At the end of this course, the student will become familiar with the fundamental concepts of Big Data management and analytics; will become competent in recognizing challenges faced by applications dealing with very large volumes of data as well as in proposing scalable solutions for them; and will be able to understand how Big Data impacts business intelligence, scientific discovery, and our day-to-day life.

Text Books



  • Mining of Massive Datasets by Jure Leskovec, Anand Rajaraman, Jeffrey D. Ullman
  • Spark: The Definitive Guide - Big Data Processing Made Simple by Bill Chambers and Matei Zaharia
  • Learning Spark: Lightning-Fast Big Data Analysis by Holden Karau, Andy Konwinski, Patrick Wendell, Matei Zaharia
  • Coursework

    Participation

    Participation is the barometer of the class. Based on it I can determine if the pace of the course is too fast or too slow, it helps me to spot pitfalls and misconceptions, and it helps you to reinforce the material you learned.

    The student can expect to have simple exercises frequently. Some of these daily assignments will be done in groups specified by the instructor and they will account for the participation grade of the course.

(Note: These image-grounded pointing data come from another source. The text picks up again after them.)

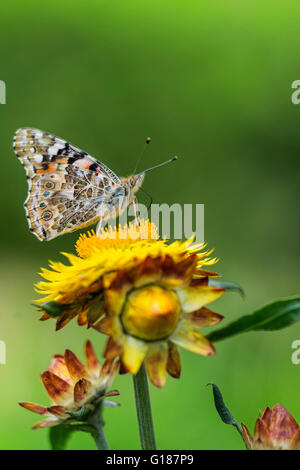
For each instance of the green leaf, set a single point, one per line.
(222, 409)
(227, 285)
(54, 309)
(273, 316)
(59, 436)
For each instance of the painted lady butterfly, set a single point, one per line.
(69, 189)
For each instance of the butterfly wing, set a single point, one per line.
(68, 188)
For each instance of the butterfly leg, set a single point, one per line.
(136, 211)
(99, 225)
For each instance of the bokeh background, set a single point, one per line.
(210, 82)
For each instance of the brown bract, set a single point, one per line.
(71, 386)
(275, 429)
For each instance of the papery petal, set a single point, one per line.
(57, 388)
(59, 368)
(193, 298)
(134, 352)
(148, 272)
(47, 423)
(39, 409)
(295, 443)
(186, 336)
(57, 410)
(173, 362)
(248, 439)
(156, 363)
(81, 390)
(75, 367)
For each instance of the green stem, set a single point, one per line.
(99, 437)
(143, 409)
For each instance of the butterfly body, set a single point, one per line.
(68, 188)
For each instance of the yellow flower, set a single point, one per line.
(275, 429)
(75, 390)
(147, 295)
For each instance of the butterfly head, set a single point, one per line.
(136, 181)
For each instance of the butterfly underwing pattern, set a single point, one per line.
(68, 188)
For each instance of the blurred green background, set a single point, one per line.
(210, 82)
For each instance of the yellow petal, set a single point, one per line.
(193, 298)
(189, 338)
(134, 352)
(156, 363)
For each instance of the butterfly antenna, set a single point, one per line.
(161, 164)
(148, 140)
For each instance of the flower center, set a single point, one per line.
(151, 313)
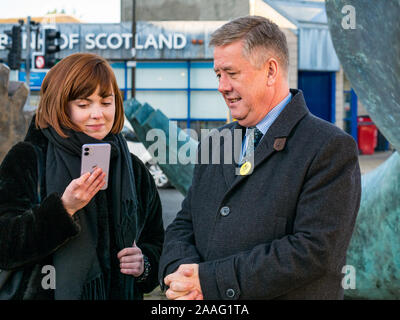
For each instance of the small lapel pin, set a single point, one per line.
(279, 144)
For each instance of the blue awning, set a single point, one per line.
(316, 51)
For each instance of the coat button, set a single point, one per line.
(224, 211)
(230, 293)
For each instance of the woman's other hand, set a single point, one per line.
(131, 261)
(81, 190)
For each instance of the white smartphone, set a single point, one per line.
(96, 155)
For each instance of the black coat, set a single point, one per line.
(30, 233)
(281, 232)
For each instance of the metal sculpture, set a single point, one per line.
(13, 120)
(365, 34)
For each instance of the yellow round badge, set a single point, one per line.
(245, 168)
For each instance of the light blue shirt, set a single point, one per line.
(267, 121)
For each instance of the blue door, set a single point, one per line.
(319, 93)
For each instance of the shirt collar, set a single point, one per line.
(271, 116)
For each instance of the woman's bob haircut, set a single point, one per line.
(76, 77)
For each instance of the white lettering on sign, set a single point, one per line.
(179, 37)
(3, 41)
(114, 44)
(64, 44)
(73, 39)
(150, 41)
(163, 40)
(113, 41)
(89, 39)
(97, 41)
(127, 39)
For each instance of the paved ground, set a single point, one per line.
(171, 200)
(370, 162)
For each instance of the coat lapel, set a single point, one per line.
(229, 166)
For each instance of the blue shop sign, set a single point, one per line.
(36, 78)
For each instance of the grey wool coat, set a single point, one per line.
(281, 232)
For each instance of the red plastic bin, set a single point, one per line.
(367, 135)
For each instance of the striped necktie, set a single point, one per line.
(254, 138)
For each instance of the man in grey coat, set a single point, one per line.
(277, 223)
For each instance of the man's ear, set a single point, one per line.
(272, 67)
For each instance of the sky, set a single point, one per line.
(105, 11)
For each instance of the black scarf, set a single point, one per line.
(83, 265)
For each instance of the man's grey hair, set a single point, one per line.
(257, 33)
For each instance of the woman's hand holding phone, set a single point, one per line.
(81, 190)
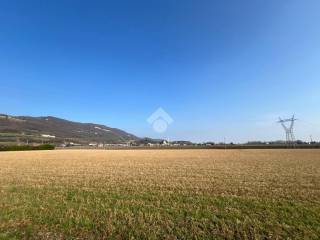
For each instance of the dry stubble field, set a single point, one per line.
(160, 194)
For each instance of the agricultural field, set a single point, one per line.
(160, 194)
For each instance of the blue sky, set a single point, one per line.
(220, 69)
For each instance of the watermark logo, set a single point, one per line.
(160, 120)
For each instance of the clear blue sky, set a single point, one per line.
(219, 68)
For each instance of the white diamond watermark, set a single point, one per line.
(160, 120)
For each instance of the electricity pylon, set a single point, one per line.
(288, 129)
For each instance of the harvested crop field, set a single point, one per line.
(160, 194)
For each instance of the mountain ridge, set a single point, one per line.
(58, 130)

Make up assignments will be allowed only if the instructor or TA were informed of a documented absence before the quiz took place.

    Participation accounts for 15% of your final grade and won't be given for granted. You are required to participate either in class or electronically (through Piazza).

    Homework

    There will be a series of coding homework during the semester. For every homework students will turn in a two-page report and well documented code through UNM Learn only, no emailed assignments will be graded and no late assignments will be accepted.

    Exam

    Exams are this course's formal evaluation tool. In the exams students will be tested with respect to the learning goals of this course. Exams will comprise a mix of practical exercises and concepts. There will be only one midterm exam at around 3/4 of the semester. The exam is open notes but only handwritten notes are allowed.

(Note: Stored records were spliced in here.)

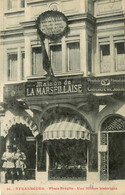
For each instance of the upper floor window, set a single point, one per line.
(105, 58)
(73, 56)
(56, 57)
(16, 4)
(12, 67)
(120, 56)
(37, 61)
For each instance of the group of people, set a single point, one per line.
(14, 163)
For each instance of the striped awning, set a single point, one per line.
(66, 130)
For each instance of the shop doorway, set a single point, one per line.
(67, 160)
(21, 136)
(116, 156)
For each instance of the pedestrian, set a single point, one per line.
(8, 164)
(20, 164)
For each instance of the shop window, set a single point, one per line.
(120, 56)
(23, 64)
(56, 57)
(12, 67)
(73, 56)
(105, 58)
(37, 61)
(15, 4)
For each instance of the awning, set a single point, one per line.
(66, 130)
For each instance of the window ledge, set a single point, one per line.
(109, 74)
(15, 11)
(14, 82)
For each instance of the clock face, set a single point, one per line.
(53, 24)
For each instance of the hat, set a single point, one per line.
(9, 146)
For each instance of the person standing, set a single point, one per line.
(8, 164)
(20, 164)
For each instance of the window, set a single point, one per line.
(37, 65)
(15, 4)
(120, 56)
(73, 56)
(105, 58)
(23, 64)
(56, 57)
(12, 67)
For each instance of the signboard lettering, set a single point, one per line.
(106, 84)
(53, 88)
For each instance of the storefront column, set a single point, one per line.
(83, 51)
(19, 65)
(47, 158)
(28, 53)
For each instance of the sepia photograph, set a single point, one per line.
(62, 97)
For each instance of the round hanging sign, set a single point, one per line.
(52, 24)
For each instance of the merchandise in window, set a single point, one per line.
(105, 58)
(12, 67)
(120, 56)
(37, 65)
(56, 57)
(73, 56)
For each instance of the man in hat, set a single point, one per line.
(8, 165)
(20, 158)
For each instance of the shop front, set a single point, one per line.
(67, 147)
(113, 144)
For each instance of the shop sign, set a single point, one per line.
(14, 91)
(42, 88)
(52, 24)
(106, 84)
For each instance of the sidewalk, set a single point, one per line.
(34, 187)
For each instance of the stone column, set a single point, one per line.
(83, 51)
(28, 57)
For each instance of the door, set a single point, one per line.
(116, 156)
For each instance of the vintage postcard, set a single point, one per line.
(62, 97)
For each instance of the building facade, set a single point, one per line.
(71, 126)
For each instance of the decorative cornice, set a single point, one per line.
(110, 18)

    Undergraduate students will be graded on 80% of the exam, graduate studens will be graded on 100% of the exam

    Project

    The final project is entirely to the discretion of the student (upon instructor approval). Students are free to explore a problem of their interest and propose their own solution. The project has the following deliverables:

    Proposal. Maximum 2 pages of project proposal, why the problem is important, what has been done so far in the field, and what are the expected outcomes.

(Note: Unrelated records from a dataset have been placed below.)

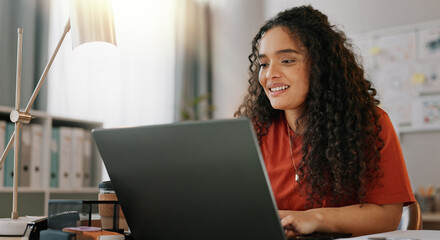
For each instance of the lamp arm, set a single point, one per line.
(46, 69)
(37, 90)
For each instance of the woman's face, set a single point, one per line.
(284, 73)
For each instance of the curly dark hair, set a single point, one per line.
(341, 143)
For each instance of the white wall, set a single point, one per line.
(356, 16)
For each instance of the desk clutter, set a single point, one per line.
(85, 220)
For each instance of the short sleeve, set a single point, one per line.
(394, 186)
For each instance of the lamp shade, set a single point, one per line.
(92, 25)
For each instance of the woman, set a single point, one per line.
(332, 156)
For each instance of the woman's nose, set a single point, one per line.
(272, 71)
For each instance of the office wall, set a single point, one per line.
(236, 21)
(356, 16)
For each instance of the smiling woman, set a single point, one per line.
(332, 156)
(135, 86)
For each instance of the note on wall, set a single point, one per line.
(404, 66)
(429, 43)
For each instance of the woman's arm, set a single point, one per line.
(355, 219)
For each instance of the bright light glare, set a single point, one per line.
(94, 50)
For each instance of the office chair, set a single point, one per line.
(411, 218)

    Presentations. Expect 2 presentations during the semester, each one will detail different aspects of your project and preliminary results are expected.

    Poster and report. Maximum 10 page report highlighting consisting on the traditional sections of introduction, motivation, method, results, and conclusion

    During the course we will hold bi-weekly brainstorming sessions to discuss and strengthen every proposed project.

    Projects will be done in teams of 3 grad students or 4 students if they include at least 1 undergraduate student.

    Grading

    Grades will be based on your earned points, following this grade scale. You need to get the specified number of points or more to obtain the grade from the same column. Scores will be rounded to the closest integer value.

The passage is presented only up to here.